Société

On a testé ma résistance

Avec mes collègues, on adore se faire griller des tartines.

C’est une activité comme une autre, après tout.

Mais nous avons un problème : Rocco a rendu l’âme. Rocco, c’est notre grille-pain et il s’appelle comme ça parce qu’il commence à se faire vieux, qu’il chauffe de trop et qu’il faut être habile pour faire sauter sa résistance.

Alors, agissant au nom de la Communauté, je suis allée en acheter un nouveau.
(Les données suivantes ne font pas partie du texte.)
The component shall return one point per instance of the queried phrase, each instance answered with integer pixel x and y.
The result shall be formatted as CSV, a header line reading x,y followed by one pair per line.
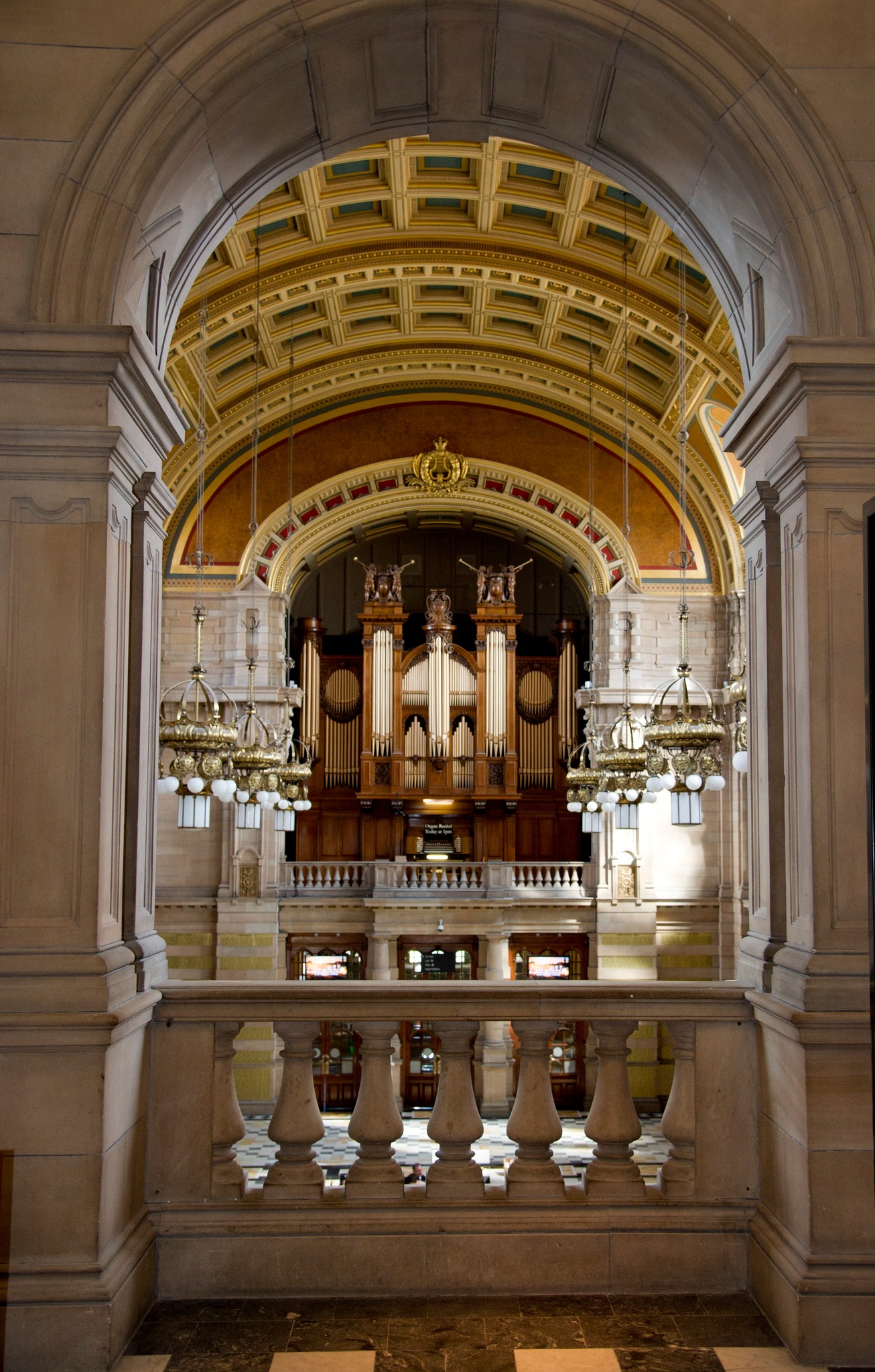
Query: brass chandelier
x,y
683,737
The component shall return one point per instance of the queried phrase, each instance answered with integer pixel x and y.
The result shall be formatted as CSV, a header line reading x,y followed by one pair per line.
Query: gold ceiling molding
x,y
420,246
375,500
707,497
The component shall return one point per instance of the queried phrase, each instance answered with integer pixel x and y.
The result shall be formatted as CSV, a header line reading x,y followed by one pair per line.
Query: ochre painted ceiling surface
x,y
487,433
383,291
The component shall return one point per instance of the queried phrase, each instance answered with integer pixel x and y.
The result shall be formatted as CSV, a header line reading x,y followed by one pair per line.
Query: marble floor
x,y
494,1152
479,1334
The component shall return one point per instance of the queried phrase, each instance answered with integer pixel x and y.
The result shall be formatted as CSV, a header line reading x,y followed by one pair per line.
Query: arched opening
x,y
683,110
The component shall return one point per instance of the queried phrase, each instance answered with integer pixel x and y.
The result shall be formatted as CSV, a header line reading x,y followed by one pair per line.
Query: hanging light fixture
x,y
623,763
257,758
622,759
195,733
297,767
683,737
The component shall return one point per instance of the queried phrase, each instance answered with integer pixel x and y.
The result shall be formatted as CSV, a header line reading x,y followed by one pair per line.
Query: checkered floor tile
x,y
585,1332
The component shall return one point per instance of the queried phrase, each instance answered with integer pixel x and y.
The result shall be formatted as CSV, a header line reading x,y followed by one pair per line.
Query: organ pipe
x,y
568,685
440,697
310,687
342,741
535,732
382,692
462,683
462,755
495,693
415,685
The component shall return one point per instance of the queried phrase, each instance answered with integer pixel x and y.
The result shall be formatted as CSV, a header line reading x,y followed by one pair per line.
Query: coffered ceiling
x,y
411,267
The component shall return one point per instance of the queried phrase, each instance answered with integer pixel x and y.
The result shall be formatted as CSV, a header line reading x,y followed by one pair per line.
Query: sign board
x,y
436,962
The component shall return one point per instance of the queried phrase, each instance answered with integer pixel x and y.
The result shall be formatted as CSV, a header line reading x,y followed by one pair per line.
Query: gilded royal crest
x,y
440,472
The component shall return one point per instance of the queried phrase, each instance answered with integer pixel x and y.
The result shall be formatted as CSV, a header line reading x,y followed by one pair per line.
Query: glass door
x,y
420,1065
336,1068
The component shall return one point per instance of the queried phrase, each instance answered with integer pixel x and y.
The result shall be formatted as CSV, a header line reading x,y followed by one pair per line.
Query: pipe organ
x,y
440,642
567,633
535,708
310,655
436,722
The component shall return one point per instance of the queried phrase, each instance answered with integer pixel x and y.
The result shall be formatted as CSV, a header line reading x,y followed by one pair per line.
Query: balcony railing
x,y
487,880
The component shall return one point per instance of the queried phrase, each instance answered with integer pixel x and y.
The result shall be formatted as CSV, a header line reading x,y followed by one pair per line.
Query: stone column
x,y
456,1121
612,1121
297,1123
534,1121
376,1121
228,1127
497,1056
767,924
85,417
154,505
805,438
678,1175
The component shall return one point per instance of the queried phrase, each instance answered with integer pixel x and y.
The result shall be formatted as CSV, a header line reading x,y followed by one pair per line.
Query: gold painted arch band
x,y
559,526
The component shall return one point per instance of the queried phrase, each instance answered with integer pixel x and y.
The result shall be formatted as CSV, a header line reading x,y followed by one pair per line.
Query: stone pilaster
x,y
804,435
85,423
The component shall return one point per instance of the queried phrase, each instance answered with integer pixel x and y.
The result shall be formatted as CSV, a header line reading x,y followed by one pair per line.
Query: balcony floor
x,y
488,1334
336,1152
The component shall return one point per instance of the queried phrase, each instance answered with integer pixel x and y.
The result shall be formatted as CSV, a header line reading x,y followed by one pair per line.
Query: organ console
x,y
474,733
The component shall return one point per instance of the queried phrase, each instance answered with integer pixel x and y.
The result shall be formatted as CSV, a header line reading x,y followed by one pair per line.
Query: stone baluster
x,y
297,1123
228,1127
612,1121
376,1121
456,1121
677,1178
534,1123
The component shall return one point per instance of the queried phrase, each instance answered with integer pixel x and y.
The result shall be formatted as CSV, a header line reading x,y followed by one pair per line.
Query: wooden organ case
x,y
433,732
Nous étions le 9 septembre et il était 12h48 exactement. Apparemment, ça a son importance.

Je suis revenue avec un grille-pain rutilant sous le bras, acclamée par mes collègues.

J’ai mis ma tartine dans le grille-pain. J’ai attendu. Longtemps. J’ai dit à Sophie : « Il faut du temps » et elle a chanté Pascal Obispo « Il faut de temps » en montant très fort dans les aigus comme elle en a le secret. Elle a déclaré solennellement : « Celui-ci s’appellera Pascal ». « D’accord », ai-je répondu.

Mais Pascal n’a pas semblé sensible à son nouveau sobriquet car au bout de dix interminables minutes, il m’a éjecté une tartine molle. J’ai crié « Ma tartine est molle ! »

« Oui, je vois ça, mon craquelin des îles », a dit Sophie.

« Mais je ne supporte pas les tartines molles!!! »

« C’est évident », a-t’elle confirmé, me sentant sur la brèche, n’osant me contrarier.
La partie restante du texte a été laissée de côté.